Once the GPJobSpec is ready, it can be used to launch a GenePattern job. This will return a GPJob object, representing the specific job that was just launched. A code example of how to do this is below.

In [None]:
# This will return the job object and continue execution even if the job isn't finished
job = gpserver.run_job(job_spec, False)

Why are we passing *False* in as a parameter, you ask? By default the run_job() method will halt code execution of your Python script until the job has finished running in GenePattern. For long running jobs, however, this may not be desirable. By optionally passing in *False* as a parameter, the method will return as soon as the job is submitted, allowing the Python program to continue.

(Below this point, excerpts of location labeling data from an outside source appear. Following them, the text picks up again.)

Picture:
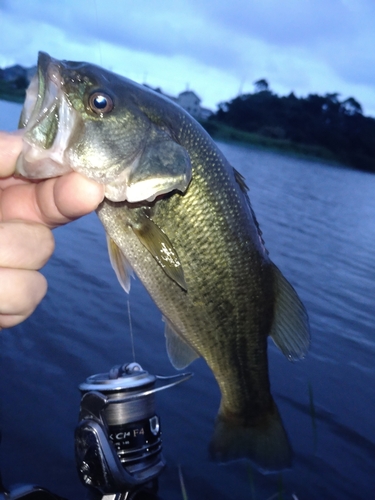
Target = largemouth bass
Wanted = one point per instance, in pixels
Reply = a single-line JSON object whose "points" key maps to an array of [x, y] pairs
{"points": [[178, 215]]}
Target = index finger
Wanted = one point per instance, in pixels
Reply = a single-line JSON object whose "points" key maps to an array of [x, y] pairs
{"points": [[52, 202]]}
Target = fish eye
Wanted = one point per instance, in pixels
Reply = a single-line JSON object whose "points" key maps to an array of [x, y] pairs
{"points": [[100, 102]]}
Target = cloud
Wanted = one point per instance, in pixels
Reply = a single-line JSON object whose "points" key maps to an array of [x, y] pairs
{"points": [[217, 47]]}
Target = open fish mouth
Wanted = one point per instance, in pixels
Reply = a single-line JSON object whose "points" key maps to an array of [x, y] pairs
{"points": [[48, 120]]}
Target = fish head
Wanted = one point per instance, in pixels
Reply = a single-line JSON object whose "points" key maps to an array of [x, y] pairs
{"points": [[78, 116]]}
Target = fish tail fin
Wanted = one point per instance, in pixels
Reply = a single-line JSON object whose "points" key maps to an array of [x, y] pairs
{"points": [[265, 443]]}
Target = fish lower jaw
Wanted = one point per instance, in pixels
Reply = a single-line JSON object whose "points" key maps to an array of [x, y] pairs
{"points": [[36, 163]]}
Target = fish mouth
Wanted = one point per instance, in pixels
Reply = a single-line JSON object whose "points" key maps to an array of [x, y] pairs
{"points": [[48, 119]]}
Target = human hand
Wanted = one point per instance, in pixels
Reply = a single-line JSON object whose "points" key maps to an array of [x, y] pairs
{"points": [[28, 212]]}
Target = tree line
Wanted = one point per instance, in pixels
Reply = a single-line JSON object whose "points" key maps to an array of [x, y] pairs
{"points": [[325, 121]]}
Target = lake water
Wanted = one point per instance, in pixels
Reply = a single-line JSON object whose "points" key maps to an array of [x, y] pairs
{"points": [[318, 225]]}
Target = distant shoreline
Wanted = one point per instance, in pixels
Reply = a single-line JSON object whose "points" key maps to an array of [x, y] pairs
{"points": [[228, 134]]}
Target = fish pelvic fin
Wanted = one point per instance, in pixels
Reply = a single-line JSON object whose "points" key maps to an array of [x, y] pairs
{"points": [[120, 264], [180, 353], [161, 248], [265, 444], [290, 329]]}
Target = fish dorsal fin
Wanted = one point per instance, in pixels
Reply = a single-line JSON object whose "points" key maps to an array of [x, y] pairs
{"points": [[163, 166], [290, 329], [161, 248], [179, 352], [120, 265]]}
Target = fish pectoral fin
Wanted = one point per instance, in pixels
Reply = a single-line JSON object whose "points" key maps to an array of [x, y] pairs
{"points": [[164, 166], [160, 247], [290, 329], [179, 352], [120, 265]]}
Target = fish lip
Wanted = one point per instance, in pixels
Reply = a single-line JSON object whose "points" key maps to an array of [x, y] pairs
{"points": [[45, 96]]}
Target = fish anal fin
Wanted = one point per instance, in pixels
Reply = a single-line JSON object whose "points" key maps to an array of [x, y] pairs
{"points": [[161, 248], [290, 329], [265, 443], [120, 265], [180, 353]]}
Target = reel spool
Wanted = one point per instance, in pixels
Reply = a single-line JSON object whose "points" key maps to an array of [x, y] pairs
{"points": [[118, 439]]}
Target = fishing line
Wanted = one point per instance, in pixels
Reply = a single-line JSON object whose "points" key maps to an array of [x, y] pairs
{"points": [[97, 29], [131, 331]]}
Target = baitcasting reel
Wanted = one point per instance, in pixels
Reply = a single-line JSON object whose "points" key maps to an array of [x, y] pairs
{"points": [[118, 439]]}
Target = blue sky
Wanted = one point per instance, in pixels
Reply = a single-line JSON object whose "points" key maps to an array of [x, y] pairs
{"points": [[216, 48]]}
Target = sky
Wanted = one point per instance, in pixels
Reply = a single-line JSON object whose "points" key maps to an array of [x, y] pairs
{"points": [[217, 48]]}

For the purposes of this tutorial, it is better that you do not have to wait. If you did want to submit the job and wait for it to complete, however, the code is below (albeit commented out).

In [40]:
#  This will halt execution until the job is complete
# job = gpserver.run_job(job_spec)

### Querying for Job Status

When a GenePattern job is submitted, it passes through several states: pending, running and then either to complete or error. At any time after a job has been submitted, its status can be checked by calling *get_status_message()*. Similarly, its completion can be checked by calling *is_finished()*. Examples of both are shown below.

In [None]:
# Prints a brief description of the job's current state
print( job.get_status_message() )

# Quaries the server and returns True if the job is complete, False otherwise
print( job.is_finished() )

Finally, if at any point you decide that you just want to wait until the job is complete, you can always call *wait_until_done()*.

In [None]:
job.wait_until_done()

## Working with Output Files

Once the job is complete, and assuming there were no errors, a list of its output files may be obtained by making the *get_output_files()* call shown below.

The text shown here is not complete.